Él, en su imaginario ha transitado de transformador a revolucionario, esto es, a un cambio radical y profundo, el inicio de una nueva época. Que lo diga es problema, que lo crea es peor. Para muchos mexicanos ha cambiado su referente presidencial, pero en el día a día las cosas están iguales o peores, especialmente en los territorios donde el crimen se impone. La corrupción igual que siempre. La pobreza, también. Nuevo es el deterioro de los servicios educativos y de salud. No falta quien compre, gracias a la omnipresencia presidencial, la tesis de que todo es culpa del pasado y del trinche modelo neoliberal. Los beneficios sociales monetarios reconfortan, pero no resuelven.
Predecible es el futuro, sin espacios para sorpresas, como López Obrador. Con el camino minado, pero no importa, él está determinado a continuar con su anhelo, ahora revolucionario, de dejar atrás al pasado, aunque las peores prácticas se hayan reproducido y dominen la política, también que los muy ricos continúen en el privilegio, siempre y cuando paguen su cuota de sometimiento.
El trayecto está minado por los errores propios y la circunstancia. Por ejemplo, difícil debe resultarle testimoniar haber sido engañado por el arquitecto Rogelio Jiménez Pons y las empresas privilegiadas con la obra del Tren Maya. Javier May, quien hace lo que puede, debió estar desde el inicio para desempeñarse como eficaz y confiable operador, conteniendo tanto la avaricia de proveedores y contratistas, como las resistencias interesadas y genuinas, en lugar del arquitecto narrador de cuentos y tejedor de complicidades -algunas muy próximas al presidente-, que explican mandarlo a una importante responsabilidad, en vez de a su casa o a la cárcel.
El primero que le demandará ceder espacio será quién él designe como sucesora o sucesor. Salinas no entendió y ocurrió la tragedia. Más difícil será para López Obrador aceptar que quien venga asuma una postura diferente a sus creencias y fijaciones. Inevitablemente, al decidir la sucesión habrá perdedores, sin eludir, una posible fractura.
Los modos del presidente son irrepetibles, como inevitable agotamiento de los mismos modos y formas, porque su sostén es el abuso comunicacional. Su discreción por sí misma generaría vacíos difíciles de colmar, especialmente cuando haya nuevo gobierno: gane quien gane.
La actualidad que vivimos es irrepetible. Los niveles de degradación de la política, de la ética del servicio público y de la misma palabra sólo pueden venir de una personalidad como la de López Obrador. Los problemas crecen en todos los frentes, incluso el descontento con el gobierno, pero no tanto con él, porque no gobierna, sino que se consuma en el activismo político cortejando al respetable, y en una permanente confrontación con todos. Un estilo de gobernar que hace del pleito y el insulto sus condiciones de existencia y, en cierto modo, de eficacia por el temor que imprime.

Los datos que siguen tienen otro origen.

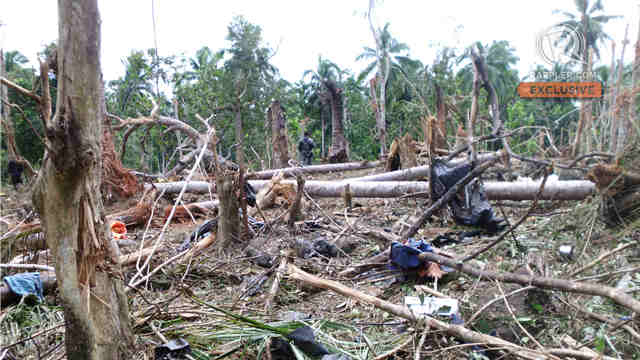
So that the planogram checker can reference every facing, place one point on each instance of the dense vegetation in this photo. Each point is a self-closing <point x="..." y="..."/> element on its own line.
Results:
<point x="241" y="75"/>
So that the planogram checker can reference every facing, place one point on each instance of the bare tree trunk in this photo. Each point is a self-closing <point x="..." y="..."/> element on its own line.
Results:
<point x="229" y="220"/>
<point x="635" y="82"/>
<point x="278" y="135"/>
<point x="583" y="103"/>
<point x="623" y="124"/>
<point x="338" y="151"/>
<point x="324" y="129"/>
<point x="67" y="195"/>
<point x="243" y="199"/>
<point x="381" y="81"/>
<point x="613" y="135"/>
<point x="7" y="124"/>
<point x="440" y="130"/>
<point x="588" y="115"/>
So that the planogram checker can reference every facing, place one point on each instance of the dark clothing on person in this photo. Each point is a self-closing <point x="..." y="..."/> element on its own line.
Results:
<point x="15" y="170"/>
<point x="305" y="147"/>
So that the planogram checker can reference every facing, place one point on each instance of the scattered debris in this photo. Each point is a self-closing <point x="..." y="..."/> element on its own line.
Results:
<point x="432" y="305"/>
<point x="25" y="284"/>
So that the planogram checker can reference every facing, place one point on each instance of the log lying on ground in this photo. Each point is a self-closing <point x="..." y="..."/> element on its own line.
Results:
<point x="525" y="190"/>
<point x="314" y="169"/>
<point x="458" y="331"/>
<point x="422" y="171"/>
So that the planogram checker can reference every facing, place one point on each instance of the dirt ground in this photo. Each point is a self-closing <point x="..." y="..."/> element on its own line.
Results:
<point x="227" y="279"/>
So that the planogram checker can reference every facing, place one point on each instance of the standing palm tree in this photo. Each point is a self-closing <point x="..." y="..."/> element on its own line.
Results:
<point x="327" y="80"/>
<point x="384" y="62"/>
<point x="592" y="29"/>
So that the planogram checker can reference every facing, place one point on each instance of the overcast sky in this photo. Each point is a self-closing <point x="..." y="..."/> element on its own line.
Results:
<point x="301" y="30"/>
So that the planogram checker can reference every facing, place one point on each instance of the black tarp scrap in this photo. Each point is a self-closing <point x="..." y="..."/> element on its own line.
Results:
<point x="174" y="349"/>
<point x="302" y="337"/>
<point x="469" y="207"/>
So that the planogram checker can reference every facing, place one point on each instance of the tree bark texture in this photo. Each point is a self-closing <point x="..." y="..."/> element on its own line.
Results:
<point x="422" y="171"/>
<point x="279" y="135"/>
<point x="229" y="220"/>
<point x="339" y="146"/>
<point x="67" y="194"/>
<point x="314" y="169"/>
<point x="522" y="190"/>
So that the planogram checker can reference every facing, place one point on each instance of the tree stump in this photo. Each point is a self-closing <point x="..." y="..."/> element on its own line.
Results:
<point x="229" y="220"/>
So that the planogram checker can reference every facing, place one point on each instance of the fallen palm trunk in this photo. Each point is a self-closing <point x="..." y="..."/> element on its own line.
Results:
<point x="422" y="171"/>
<point x="542" y="282"/>
<point x="314" y="169"/>
<point x="458" y="331"/>
<point x="525" y="190"/>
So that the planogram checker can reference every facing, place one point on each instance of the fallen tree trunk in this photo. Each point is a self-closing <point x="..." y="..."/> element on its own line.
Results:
<point x="458" y="331"/>
<point x="314" y="169"/>
<point x="422" y="171"/>
<point x="525" y="190"/>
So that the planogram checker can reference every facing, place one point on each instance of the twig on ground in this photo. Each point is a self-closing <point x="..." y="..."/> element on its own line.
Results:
<point x="603" y="318"/>
<point x="485" y="306"/>
<point x="615" y="295"/>
<point x="423" y="337"/>
<point x="513" y="316"/>
<point x="282" y="268"/>
<point x="602" y="257"/>
<point x="458" y="331"/>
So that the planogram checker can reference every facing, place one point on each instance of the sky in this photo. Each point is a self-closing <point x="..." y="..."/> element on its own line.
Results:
<point x="300" y="30"/>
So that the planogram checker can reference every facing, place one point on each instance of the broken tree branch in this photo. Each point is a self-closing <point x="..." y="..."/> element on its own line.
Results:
<point x="445" y="198"/>
<point x="615" y="295"/>
<point x="282" y="268"/>
<point x="514" y="226"/>
<point x="458" y="331"/>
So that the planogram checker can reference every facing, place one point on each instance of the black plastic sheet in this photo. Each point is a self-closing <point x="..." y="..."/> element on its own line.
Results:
<point x="470" y="207"/>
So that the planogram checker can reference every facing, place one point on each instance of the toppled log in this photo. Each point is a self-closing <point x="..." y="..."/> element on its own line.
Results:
<point x="423" y="171"/>
<point x="314" y="169"/>
<point x="615" y="295"/>
<point x="525" y="190"/>
<point x="621" y="187"/>
<point x="458" y="331"/>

El tamaño del vacío que dejará López Obrador va a depender en buena parte de la determinación del sucesor o sucesora de poner al descubierto la inmediata realidad. Algo podría darse en los últimos meses del gobierno, como con todos los presidentes abusivos. Es el momento de mayor debilidad. Muchos, incluso algunos aduladores, dan la espalda y, desde el resentimiento, manifiestan públicamente sus pensamientos y sentimientos de siempre.